The Portugal Strawberries were so tempting I could not resist…


Only the size increased, the same amount of flavor was diluted into a much larger fruit.

I would not be surprised if the same happens to nutrients.

The Captain


We find you have to be aware of where strawberries are grown. We won’t buy them if they are grown in FL, because as you say, beautiful but tasteless. California strawberries tend to be the best, assuming there’s nothing local in the farmers market. It’s also one of the foods I buy organic. It’s one of the Dirty Dozen, which rate high on pesticides, but I have conducted blind taste tests with the family and organic wins every time.



The place to grow is in your backyard if you have the space. DW had a friend that hated tomatoes. Was finally convinced to try some we had grown and they love them now and are trying to grow their own. Can’t beat picking at perfect ripeness.

We tried to grow strawberries but the birds and chipmunks got the majority so not worth the effort in our small garden. Ironically, we find FL strawberries better than CA. Possibly because of lesser distance traveled for delivery, 500 miles vs. cross country.


Space isn’t the problem. Critters are. It’s a constant battle that I am done with. We have to harvest our figs before the birds and the bees attack, (letting them ripen on the counter,) not to mention the groundhog that broke branches trying to get to his now favorite food. HE has been conquered, but no doubt another will arrive soon. Squirrels love our grape tomatoes. Rabbits eat everything in sight and then there are the deer that simply vault the fence. I have stopped battling the birds for the blueberries, which even fully netted did not stop those birds from access. This sweet critter was kind enough to only grab the persimmons we could not reach…last year. No doubt now that he knows where the tree is, he will be back, assuming he doesn’t think it was all a dream. Actually fell asleep in the tree from a sugar crash:

Large scale farms have to grow tasteless produce. It’s too hard to grow the good stuff!

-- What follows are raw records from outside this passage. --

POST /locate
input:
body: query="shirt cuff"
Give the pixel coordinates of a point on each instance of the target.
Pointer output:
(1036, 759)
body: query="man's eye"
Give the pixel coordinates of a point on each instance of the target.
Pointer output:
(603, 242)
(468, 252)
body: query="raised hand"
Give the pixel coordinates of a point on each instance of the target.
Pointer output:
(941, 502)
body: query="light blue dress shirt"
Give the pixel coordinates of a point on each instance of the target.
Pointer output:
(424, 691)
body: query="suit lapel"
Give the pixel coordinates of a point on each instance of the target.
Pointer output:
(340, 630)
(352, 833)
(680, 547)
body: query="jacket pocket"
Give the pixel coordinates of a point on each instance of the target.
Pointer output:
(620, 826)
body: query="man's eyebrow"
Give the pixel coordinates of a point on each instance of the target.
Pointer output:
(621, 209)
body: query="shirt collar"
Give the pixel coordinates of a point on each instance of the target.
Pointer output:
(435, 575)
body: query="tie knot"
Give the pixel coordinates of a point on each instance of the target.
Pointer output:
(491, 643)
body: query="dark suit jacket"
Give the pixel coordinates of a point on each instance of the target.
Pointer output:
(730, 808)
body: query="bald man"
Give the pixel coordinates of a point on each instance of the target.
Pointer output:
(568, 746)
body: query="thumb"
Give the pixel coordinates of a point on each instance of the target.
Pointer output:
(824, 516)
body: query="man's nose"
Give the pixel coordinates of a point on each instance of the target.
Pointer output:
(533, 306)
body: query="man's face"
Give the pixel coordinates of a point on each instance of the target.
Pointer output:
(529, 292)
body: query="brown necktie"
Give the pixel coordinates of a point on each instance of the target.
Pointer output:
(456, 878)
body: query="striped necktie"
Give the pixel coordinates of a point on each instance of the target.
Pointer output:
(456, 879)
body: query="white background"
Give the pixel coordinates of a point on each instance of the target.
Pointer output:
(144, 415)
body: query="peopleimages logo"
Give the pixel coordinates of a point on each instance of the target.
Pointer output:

I think this is true of most fruits. When I buy fruits, I examine the look, color, feel, aroma, and size (I use the Goldilocks Rule for size. Not too small, not too big, just right!)

Large fruit is nature’s way of punishing greedy people.


One problem is soil depletion of minerals. Plants grow and absorb the limited elements from the soil. When they are harvested the minerals are taken away. Micronutrients, such as selenium, are lost.

The article mentions iron and zinc. Those could be added to the soil since they are inexpensive and relatively non-toxic. The real answer to soil depletion is adding old-fashioned organic fertilizers such as animal manure or seaweed. But this is expensive and not scalable to industrial agriculture.



We used to put bird netting over our fig tree until it got about 7 feet tall. Then it produced so much that I didn’t care if we lost some to the birds. DW would make jam and we would have enough to last a year until next harvest.

I got good and building modular chicken wire fencing to keeps the rabbits away. The only thing they went after though were the green beans and herbs while leaving the tomatoes alone. Never had a deer problem, probably because there is too much easier to reach stuff outside the fence.

Did wind up taking out a peach tree. The squirrels would pick it clean while everything was still green no matter what deterrent method I used besides a shotgun.